Uno dei temi più caldi in questi ultimi mesi riguarda il TTIP, acronimo per “Transatlantic Trade and Investment Partnership”. Cerchiamo di esaminarlo più da vicino per capire di cosa si tratta e le relative conseguenze di una sua approvazione.
La relativa disinformazione generale è imputabile principalmente ai media i quali non approfondiscono questo ostico quanto importante argomento, il quale apporterebbe sostanziali trasformazioni verso tutti i settori di produzione e consumo come cibo, energia, farmaci, chimica, ma anche verso diritti connessi all’accesso a servizi essenziali come la scuola, la sanità, l’acqua, previdenza e pensioni, i quali sarebbero tutti esposti a privatizzazioni e alla potenziale acquisizione da parte di imprese e gruppi economico-finanziari più attrezzati, e competitivi.
Il “Trattato transatlantico sul commercio e gli investimenti” è infatti un trattato di libero scambio che vede come contraenti l’Unione Europea e gli Stati Uniti, che ha come obiettivo la modifica di regolamentazioni standard (le cosiddette barriere non tariffarie) abbattendo dazi, regolamentazioni e dogane tra Europa e Stati Uniti, con le relative conseguenze di un forte aumento e fluidità di commercio tra questi due paesi.
Uno degli effetti che maggiormente destabilizza prevede l’introduzione di due organismi tecnici fuori dal controllo da parte di Stati e dei relativi cittadini: l’Investor-State Dispute Settlement (ISDS) il quale consentirebbe alle imprese e alle multinazionali straniere di citare gli opposti governi qualora introducessero normative che ledessero i loro interessi; l’altro organismo di cui viene prevista l’introduzione è il Regulatory Cooperation Council: un organo dove esperti nominati della Commissione UE e del ministero USA valuterebbero l’impatto commerciale di ogni marchio, regola, etichetta, contratto di lavoro o standard di sicurezza operativi a livello nazionale, federale o europeo. I margini di discrezionalità che ciò comporterebbe sono altissimi.
Il pericolo maggiore infatti sta proprio nelle differenze che fortunatamente permangono tra USA e UE e una relativa amalgamazione tra essi comporterebbe effetti disastrosi: gli Stati Uniti non hanno ratificato diverse convenzioni e impegni internazionali ILO e ONU in materia di diritti del lavoro, diritti umani e ambiente.
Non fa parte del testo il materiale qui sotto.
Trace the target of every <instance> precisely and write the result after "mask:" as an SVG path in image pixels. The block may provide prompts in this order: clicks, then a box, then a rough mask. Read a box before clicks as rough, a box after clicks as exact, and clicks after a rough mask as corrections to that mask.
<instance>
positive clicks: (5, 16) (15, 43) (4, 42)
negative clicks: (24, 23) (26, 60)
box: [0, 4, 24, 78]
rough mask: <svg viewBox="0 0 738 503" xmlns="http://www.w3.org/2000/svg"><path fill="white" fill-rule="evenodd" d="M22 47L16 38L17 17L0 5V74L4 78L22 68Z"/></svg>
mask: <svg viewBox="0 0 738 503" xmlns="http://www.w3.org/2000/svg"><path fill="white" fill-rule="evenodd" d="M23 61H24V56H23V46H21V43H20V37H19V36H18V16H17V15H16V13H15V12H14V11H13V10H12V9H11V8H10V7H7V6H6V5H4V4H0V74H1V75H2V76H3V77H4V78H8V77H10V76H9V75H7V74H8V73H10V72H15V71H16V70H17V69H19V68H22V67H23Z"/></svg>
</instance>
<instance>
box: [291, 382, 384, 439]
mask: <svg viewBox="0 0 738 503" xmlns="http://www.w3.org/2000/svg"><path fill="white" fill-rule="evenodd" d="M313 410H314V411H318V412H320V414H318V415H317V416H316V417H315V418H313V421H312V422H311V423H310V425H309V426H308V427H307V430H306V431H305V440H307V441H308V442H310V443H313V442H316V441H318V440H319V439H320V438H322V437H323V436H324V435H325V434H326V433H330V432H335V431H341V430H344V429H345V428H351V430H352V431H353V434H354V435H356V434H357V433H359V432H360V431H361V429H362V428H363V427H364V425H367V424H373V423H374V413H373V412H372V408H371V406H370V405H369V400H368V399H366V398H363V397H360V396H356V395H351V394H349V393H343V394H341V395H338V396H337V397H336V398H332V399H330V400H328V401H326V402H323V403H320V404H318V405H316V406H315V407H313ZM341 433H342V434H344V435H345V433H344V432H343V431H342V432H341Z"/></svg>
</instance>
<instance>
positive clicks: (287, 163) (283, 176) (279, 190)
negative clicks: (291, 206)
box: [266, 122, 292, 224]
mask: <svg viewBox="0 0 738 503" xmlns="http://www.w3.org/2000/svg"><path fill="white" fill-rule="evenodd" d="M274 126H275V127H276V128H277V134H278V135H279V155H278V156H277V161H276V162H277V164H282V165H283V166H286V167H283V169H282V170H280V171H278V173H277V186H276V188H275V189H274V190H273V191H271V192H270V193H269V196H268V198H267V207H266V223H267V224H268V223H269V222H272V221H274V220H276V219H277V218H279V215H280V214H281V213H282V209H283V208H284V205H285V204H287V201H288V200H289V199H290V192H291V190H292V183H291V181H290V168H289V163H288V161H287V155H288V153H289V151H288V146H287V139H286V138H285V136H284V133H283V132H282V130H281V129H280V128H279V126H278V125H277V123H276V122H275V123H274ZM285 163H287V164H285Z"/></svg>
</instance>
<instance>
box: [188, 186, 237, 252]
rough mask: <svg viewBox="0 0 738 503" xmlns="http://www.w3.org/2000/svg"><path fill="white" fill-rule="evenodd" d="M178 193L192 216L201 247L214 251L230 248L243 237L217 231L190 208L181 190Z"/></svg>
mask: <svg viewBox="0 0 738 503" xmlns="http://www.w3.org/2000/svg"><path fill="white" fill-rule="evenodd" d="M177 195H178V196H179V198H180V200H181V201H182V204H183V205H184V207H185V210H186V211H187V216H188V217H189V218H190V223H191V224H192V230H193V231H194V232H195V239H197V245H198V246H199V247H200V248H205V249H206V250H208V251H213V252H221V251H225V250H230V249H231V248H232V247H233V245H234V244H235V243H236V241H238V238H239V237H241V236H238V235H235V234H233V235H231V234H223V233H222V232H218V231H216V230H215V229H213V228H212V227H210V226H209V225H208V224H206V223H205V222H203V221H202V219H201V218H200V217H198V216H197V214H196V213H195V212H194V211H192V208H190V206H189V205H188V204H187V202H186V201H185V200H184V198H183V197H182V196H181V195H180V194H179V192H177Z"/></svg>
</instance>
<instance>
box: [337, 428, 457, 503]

Questo rende il loro costo del lavoro più basso e il comportamento delle imprese nazionali più disinvolto e competitivo.
L’Europa è da sempre un territorio con relativi marchi e alti standard di qualità: la regolamentazione sotto tutti questi aspetti è infatti molto severa. Si cerca inoltre di seguire le linee guida date da importanti agenzie, ONG ed istituzioni internazionali (tra cui FAO, UNCTAD, ONU) che richiamano l’attenzione sul fatto che rafforzare i mercati locali, con programmazioni territoriali e regionali più attente basate sulla valorizzazione delle risorse disponibili comporti un sostanziale miglioramento delle condizioni di vita dei produttori agricoli, attraverso l’autodeterminazione alimentare delle comunità e la tutela del territorio e dell’ambiente, promuovendo in oltre un’agricoltura che preservi la biodiversità, rispetti i cicli naturali e riduca la dipendenza iniqua dei produttori dal mercato.